A municipal court is a court with restrictive area of authority over criminal offenses and civil matters within its area. These courts can be located at the county or city level.
Lexington Municipal Court INformation
Court: Lexington Municipal Court
Address: “88 1st Street, Lexington, TN 38351”
What is the purpose of the Lexington Municipal Court?
Municipal Courts are often called “courts of limited jurisdiction.” This means that they handle minor crimes, civil disputes, and traffic violations. Courthouses like Lexington Municipal Court are the first level of court for this group of matters.
On the other hand, the role of a county court is to deal with a large number of civil disputes within the respective region. Most cases involve family law matters, accident cases, more serious criminal infractions, or lawsuits.
County courthouses have the jurisdiction to deal with misdemeanors and civil actions that won’t exceed the amount of $15,000, while the circuits courts handle felony cases and larger civil cases.
TYPES OF Matters seen IN A MUNICIPAL COURT in Lexington, Tennessee
Municipal courts are the lowest level of courthouses in the United States. They are usually found within the jurisdiction where they are located, but some jurisdictions share municipal courts with other municipalities.
This can be done to better service their people or to save money on overhead costs. The matters that will be heard by a municipal court depend on the municipality, but typically include traffic matters, low level criminal charges and code violations.
You will not see a set definition for what constitutes a misdemeanor crime versus a felony crime, but generally speaking felonies would require more time in jail than misdemeanor crimes and fines may also be higher for felonies.
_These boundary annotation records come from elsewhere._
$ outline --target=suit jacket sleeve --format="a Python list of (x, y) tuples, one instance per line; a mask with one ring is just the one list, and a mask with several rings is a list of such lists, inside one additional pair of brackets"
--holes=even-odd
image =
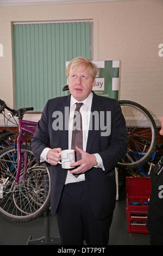
[(48, 103), (47, 101), (42, 112), (40, 120), (39, 121), (34, 136), (32, 139), (31, 149), (39, 163), (40, 157), (43, 150), (48, 147)]
[(111, 118), (110, 143), (103, 151), (99, 152), (105, 172), (111, 170), (124, 156), (128, 146), (126, 121), (121, 106), (115, 101), (115, 108)]

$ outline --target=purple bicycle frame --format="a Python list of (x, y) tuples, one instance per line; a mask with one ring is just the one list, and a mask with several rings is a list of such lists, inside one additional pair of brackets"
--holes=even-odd
[[(32, 121), (28, 121), (26, 120), (18, 119), (18, 130), (19, 135), (17, 139), (17, 168), (16, 175), (15, 177), (15, 182), (18, 184), (19, 178), (21, 172), (21, 141), (22, 141), (23, 145), (26, 145), (26, 139), (22, 133), (23, 132), (26, 132), (29, 134), (34, 135), (35, 132), (35, 129), (31, 128), (28, 126), (35, 127), (37, 125), (37, 122)], [(27, 167), (27, 152), (24, 152), (24, 170), (23, 174), (23, 180), (24, 180), (26, 178), (26, 170)]]

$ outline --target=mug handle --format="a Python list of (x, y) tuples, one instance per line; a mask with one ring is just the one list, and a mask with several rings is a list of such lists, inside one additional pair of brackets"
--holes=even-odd
[[(58, 154), (59, 154), (59, 155), (61, 155), (61, 153), (58, 153)], [(60, 161), (59, 161), (59, 162), (58, 162), (58, 163), (60, 163), (60, 164), (62, 164), (62, 163), (61, 163), (61, 162), (60, 162)]]

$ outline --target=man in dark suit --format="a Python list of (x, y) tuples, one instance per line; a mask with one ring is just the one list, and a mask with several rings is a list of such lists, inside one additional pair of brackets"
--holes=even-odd
[[(127, 148), (126, 122), (117, 100), (92, 92), (98, 70), (90, 60), (73, 59), (66, 74), (71, 94), (48, 101), (32, 149), (39, 162), (51, 164), (51, 212), (57, 214), (62, 243), (83, 245), (85, 240), (106, 245), (116, 201), (115, 166)], [(67, 170), (58, 164), (59, 153), (71, 148), (77, 102), (83, 103), (83, 145), (76, 145), (80, 159)]]
[[(163, 135), (163, 116), (161, 117), (160, 135)], [(147, 227), (151, 245), (163, 245), (163, 157), (151, 172), (152, 190)]]

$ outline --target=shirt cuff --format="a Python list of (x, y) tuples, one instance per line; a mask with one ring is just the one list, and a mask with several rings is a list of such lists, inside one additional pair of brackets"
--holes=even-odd
[(95, 153), (95, 154), (93, 154), (93, 155), (94, 155), (94, 156), (96, 157), (96, 160), (97, 160), (97, 164), (96, 166), (94, 166), (94, 167), (102, 168), (103, 170), (105, 170), (105, 168), (104, 168), (104, 167), (103, 166), (103, 162), (102, 159), (101, 158), (101, 157), (99, 155), (99, 154)]
[(48, 153), (48, 151), (51, 149), (49, 148), (45, 148), (42, 151), (42, 153), (40, 155), (40, 162), (45, 162), (45, 161), (46, 162), (48, 162), (48, 160), (46, 158), (46, 155)]

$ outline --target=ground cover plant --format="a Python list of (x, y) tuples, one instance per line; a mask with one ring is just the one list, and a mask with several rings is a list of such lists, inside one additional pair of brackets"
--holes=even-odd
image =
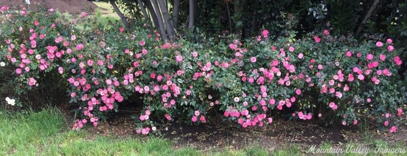
[[(88, 14), (78, 18), (90, 20)], [(52, 9), (1, 8), (0, 72), (14, 77), (3, 83), (15, 91), (2, 102), (8, 107), (59, 82), (78, 106), (74, 130), (98, 126), (134, 96), (143, 100), (134, 118), (144, 135), (156, 131), (153, 121), (205, 123), (212, 111), (243, 128), (262, 127), (287, 112), (294, 120), (344, 125), (367, 117), (390, 132), (404, 123), (402, 62), (391, 39), (358, 43), (327, 30), (272, 40), (265, 29), (245, 40), (171, 43), (143, 22), (128, 30), (112, 23), (79, 30), (60, 17)]]

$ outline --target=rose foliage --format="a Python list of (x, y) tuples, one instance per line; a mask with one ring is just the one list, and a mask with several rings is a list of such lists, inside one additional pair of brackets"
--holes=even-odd
[(156, 131), (153, 117), (205, 123), (212, 110), (243, 128), (265, 126), (290, 109), (292, 119), (343, 124), (371, 117), (391, 132), (403, 116), (402, 63), (391, 39), (358, 44), (325, 30), (271, 41), (264, 30), (241, 41), (171, 44), (147, 24), (78, 30), (52, 10), (6, 7), (0, 22), (0, 72), (13, 71), (12, 98), (41, 87), (40, 78), (63, 78), (70, 102), (79, 106), (74, 129), (97, 126), (136, 94), (143, 101), (137, 132), (143, 134)]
Traffic violations usually result in points against your driver’s license as well
what is the procedure for cases in the municipal court in Lexington?
Magistrates preside over hearings to determine:
- Probable cause for arrest
- Set bail amounts and terms of release
- Conduct arraignment hearings when charges are filed against suspects by police officers
- Issue search warrants to police officers in order to seize evidence from crime scenes
- start preliminary examinations to determine if there is enough evidence to charge
The typical process of a Municipal Court matter
First Step: Issuance of Summons
Step Two: Show Up before Judge or Magistrate
Municipal Court Penalties in Lexington, TN
Penalties change often, which is why it’s best to speak with licensed lawyer near you. The information below represents common penalties, but may not be 100% accurate for the Lexington Municipal Court.
A violation is a crime that has a penalty of $500 or less, while a misdemeanor can carry penalties up to $1,000.00 or one year in jail. A person’s driving privileges may be suspended for six months if they receive three speeding tickets within 12 months.
The penalties for different crimes in municipal courthouses vary depending on the severity of an charges. For example, if you are caught with marijuana without having a license for it then you will be fined up to $2,000 or spend up to six months in jail.
Lexington Municipal Court Records
Municipal Court records from a municipal court may be difficult to find because they are not always stored in one place or system. The records that a person might need to depend on the type of charge they have before the court, where it’s at in the process, and what kind of of information is needed by law to be available.
FAQs ABOUT the Lexington Municipal Court
What is municipal court in Lexington, Tennessee?
In Tennessee, the municipal court is a lower level with civil and criminal matters within a town or municipality. Municipal courts thus have a small location and have limited authority as well, dealing only with petty charges and misdemeanors.
What does the municipal court handle in Lexington, Tennessee?
Depending on the scope of the municipality, a municipal court can handle a civil division (cases with less than $15,000 at issue), a traffic/criminal division, or a housing and environmental division. More serious cases/crimes are deal with by higher authorities.
How many judges does the Lexington Municipal Court have?
The number of judges depends on the municipality’s population.
How are cases heard in municipal courts in Tennessee?
A municipal courthouse judge may be either elected or appointed to serve for a set duration or until retirement. Judges are commonly elected by precincts with each precinct’s results weighted according to the number of people. Municipal magistrates are generally not lawyers but have some legal education and must finish several hours of continuing material every year to maintain their licenses.